Nazwa, Siswi di SRMA 15 Tegalrejo, Magelang, Jumat (19/12/2025). Foto: Serly Putri Jumbadi/detikJogja |
Berkat ketekunannya, Nazwa meraih peringkat pertama di kelas 10 B. Ia juga tak takut lagi untuk kembali bermimpi untuk bekerja di Badan Informasi Geospasial.
"Jadi pelajaran yang saya sukai itu pelajaran IPS, terutama pada geografi. Saya suka sama geografi itu karena awalan itu saya nggak suka bahas tentang planet atau tentang kota-kota," katanya.
"Terus dari itu saya tertarik bahwa ternyata planet itu nggak semenyebalkan itu, dan ternyata kita bisa mengetahui kota-kota itu dari peta. Setelah itu saya tertarik-tarik terus, terus saya pengen kerja di BIG," tuturnya.
Cerita serupa juga datang dari Winda, putri dari pasangan petani yang meraih peringkat pertama di kelas 10 B. Ia juga berani bermimpi untuk melanjutkan studinya ke jenjang perguruan tinggi.
"Awalnya takut kuliah karena ekonomi (keluarga). Tapi sekarang saya jadi pengin kuliah," tutur Winda.
Bagi Winda, Sekolah Rakyat bukan sekadar tempat belajar, tapi juga menjadi jembatan bagi anak-anak kurang mampu untuk menggapai mimpi.

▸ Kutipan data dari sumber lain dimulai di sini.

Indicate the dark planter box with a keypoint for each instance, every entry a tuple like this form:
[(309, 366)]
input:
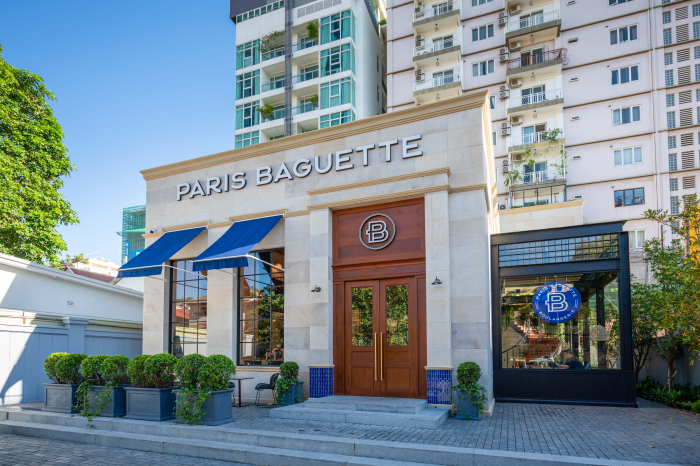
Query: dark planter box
[(150, 404), (60, 398), (464, 409), (116, 407), (216, 409), (290, 397)]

"Saya cita-citanya ingin jadi guru, karena guru memberikan banyak ilmunya ke semua orang," katanya.
"Saya senang sih berada di sini (Sekolah Rakyat). Dulu saya ingin masuk ke SMA Negeri, tapi takut nggak kesampaian. Terus tahu (Sekolah Rakyat) dari orang tua, terus masuk ke sini," tutupnya.